Memory Deduplication for Serverless Computing with Medes

- Hide Paper Summary

Paper Title: Memory Deduplication for Serverless Computing with Medes
Link: https://dl.acm.org/doi/10.1145/3492321.3524272
Year: EuroSys 2022
Keyword: Serverless; Deduplication; Cold-Start Latency

Back

Highlights:

In addition to warm and cold states, function instances can be maintained in a dedup state where its address space is deduplicated and it requires an extra restoration step to be brought up. The dedup state consumes less memory than warm state and has shorter startup latency.
The fingerprint of a page can be generated by running Rabin hash over the page, and selects the 64-byte chunk whose hash value matches a certain pattern. If an identical chunk exists on another page, then both pages will have the same fingerprint being generated, which can then be matched with a hash table.
Deduplication should take ASLR and unaligned data into consideration.
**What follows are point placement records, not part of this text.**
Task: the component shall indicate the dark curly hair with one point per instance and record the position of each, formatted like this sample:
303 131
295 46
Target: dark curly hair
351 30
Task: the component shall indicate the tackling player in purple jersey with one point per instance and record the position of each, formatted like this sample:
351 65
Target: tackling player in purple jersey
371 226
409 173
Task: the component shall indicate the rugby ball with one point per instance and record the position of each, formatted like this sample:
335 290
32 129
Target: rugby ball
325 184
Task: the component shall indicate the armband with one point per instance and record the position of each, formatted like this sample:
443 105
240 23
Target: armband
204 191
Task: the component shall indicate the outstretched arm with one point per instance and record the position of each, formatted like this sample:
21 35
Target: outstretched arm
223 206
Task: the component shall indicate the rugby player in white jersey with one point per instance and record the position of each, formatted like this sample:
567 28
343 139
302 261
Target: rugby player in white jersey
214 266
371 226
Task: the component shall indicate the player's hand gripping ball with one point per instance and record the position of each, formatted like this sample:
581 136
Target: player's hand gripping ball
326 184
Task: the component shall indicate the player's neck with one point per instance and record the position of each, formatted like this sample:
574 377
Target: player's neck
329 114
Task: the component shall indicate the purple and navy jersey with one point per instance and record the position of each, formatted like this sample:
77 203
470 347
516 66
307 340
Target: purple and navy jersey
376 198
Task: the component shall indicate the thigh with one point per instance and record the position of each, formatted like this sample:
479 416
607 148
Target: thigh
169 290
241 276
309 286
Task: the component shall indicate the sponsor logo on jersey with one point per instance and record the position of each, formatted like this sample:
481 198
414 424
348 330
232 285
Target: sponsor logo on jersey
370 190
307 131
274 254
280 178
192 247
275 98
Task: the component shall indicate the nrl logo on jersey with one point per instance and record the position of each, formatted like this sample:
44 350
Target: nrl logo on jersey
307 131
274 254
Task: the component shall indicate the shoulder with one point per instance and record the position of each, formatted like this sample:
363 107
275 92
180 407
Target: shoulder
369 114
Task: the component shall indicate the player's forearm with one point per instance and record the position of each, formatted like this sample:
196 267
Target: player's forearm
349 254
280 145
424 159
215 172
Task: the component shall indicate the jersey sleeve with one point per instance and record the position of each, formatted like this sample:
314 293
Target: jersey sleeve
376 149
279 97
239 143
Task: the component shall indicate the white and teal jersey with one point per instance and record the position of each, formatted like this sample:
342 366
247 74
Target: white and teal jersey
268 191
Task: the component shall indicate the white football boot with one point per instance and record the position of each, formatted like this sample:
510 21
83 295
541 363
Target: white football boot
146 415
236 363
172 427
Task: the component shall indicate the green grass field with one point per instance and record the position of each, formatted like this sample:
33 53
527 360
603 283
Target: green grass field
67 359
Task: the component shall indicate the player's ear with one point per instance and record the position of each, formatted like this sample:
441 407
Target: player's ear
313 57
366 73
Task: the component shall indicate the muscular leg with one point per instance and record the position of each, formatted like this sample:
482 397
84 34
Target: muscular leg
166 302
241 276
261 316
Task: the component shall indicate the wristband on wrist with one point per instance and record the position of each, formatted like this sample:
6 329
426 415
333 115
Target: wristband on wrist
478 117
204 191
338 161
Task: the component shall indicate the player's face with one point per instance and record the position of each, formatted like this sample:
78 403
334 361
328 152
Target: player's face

These two properties make it less effective to assume that data on the same offset is likely identical. On the contrary, Rabin hash is oblivious to unaligned data as the algorithm generates a hash value for every possible window with small overheads.
Function checkpoints can be generated using CRIU. In Medes, a small subset of function instances (1 in every 40 instances) are checkpointed and used as the reference. Pages in these checkpoints are regarded as reference pages, whose fingerprint values are entered into a central repository mapping the hash values to the storage locations of the corresponding pages.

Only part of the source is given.